This is my friend. I met him at church. He wore a smile most of the time. The last time I saw him, nothing was different. He was just the odd guy with hair that was died too black.
It turns out, the last time I chatted with him may be the last time I will ever chat with him. An opportunistic virus has invaded his body and there is an incredible fight going on between life and death. He didn’t plan it this way. Life’s choices may have played a part in creating the opportunity for this virus, but it was not his plan..
Likely, his plans were much like yours and mine. Plans to marry and have children. Live a long life. Retire and bounce grandkids on his knees. That is not the way life turned out.
It makes me wonder about my life. If and when an opportunistic virus comes my way, will I be ready? Will I fear death or will I embrace it? I don’t know. What I do know is to live each day the Father gives me as if it is my last.
I hope to be a blessing to those I encounter. I hope that others see Jesus in me and desire to have the same peace I have in living that I hope to have in dying.
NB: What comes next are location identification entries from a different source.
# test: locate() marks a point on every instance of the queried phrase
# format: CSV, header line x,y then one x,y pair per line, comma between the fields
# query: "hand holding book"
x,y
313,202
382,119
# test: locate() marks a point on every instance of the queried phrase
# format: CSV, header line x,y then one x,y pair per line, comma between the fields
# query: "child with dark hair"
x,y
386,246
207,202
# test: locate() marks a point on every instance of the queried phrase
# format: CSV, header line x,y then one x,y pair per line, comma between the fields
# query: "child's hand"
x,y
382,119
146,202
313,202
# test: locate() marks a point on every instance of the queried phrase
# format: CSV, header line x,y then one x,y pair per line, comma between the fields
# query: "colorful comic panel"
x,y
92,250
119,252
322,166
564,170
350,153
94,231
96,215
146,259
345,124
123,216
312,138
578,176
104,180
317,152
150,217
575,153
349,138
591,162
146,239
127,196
I pray my wife and son with extended families will look upon my life with favor and believe I made my choices according to God’s will and favor on my life. I pray my choices have brought God’s favor on them.
Pray for my friend.
When I looked at this man I immediately saw the picture my son took of me two and a half years ago while I lay in a coma. Of course I will pray…
You know this hit home way too close! I will pray! These questions I have asked on a daily basis now. You have vocalized them in writing for me. My prayer is that I will not be afraid and that I will have no regrets! That it will be evident in my living that God was the most important thing. Thank you for living outside the box! I love you brotha 🙂
Archie. Just wanted to give an update. The Lord is good and he has recovered and was actually sent home today. He is still needing prayer and guidance. Please join with me in asking that our friend’s mind will be renewed and strengthend to a point of soundness and the ability to care for himself.
Praise God! Having endured near death twice within a year and the trauma my family went through seeing me in an 8 day coma this is great news. The sea is raging and much uncertainty surrounds, but fear not. He is ever with you.
Will contniue to lift him up in prayer!!! Sickness is is no fun but let me tell you even though I question my own faith at times I know htat God Loves me and he loves you as well!! Be Blessed!!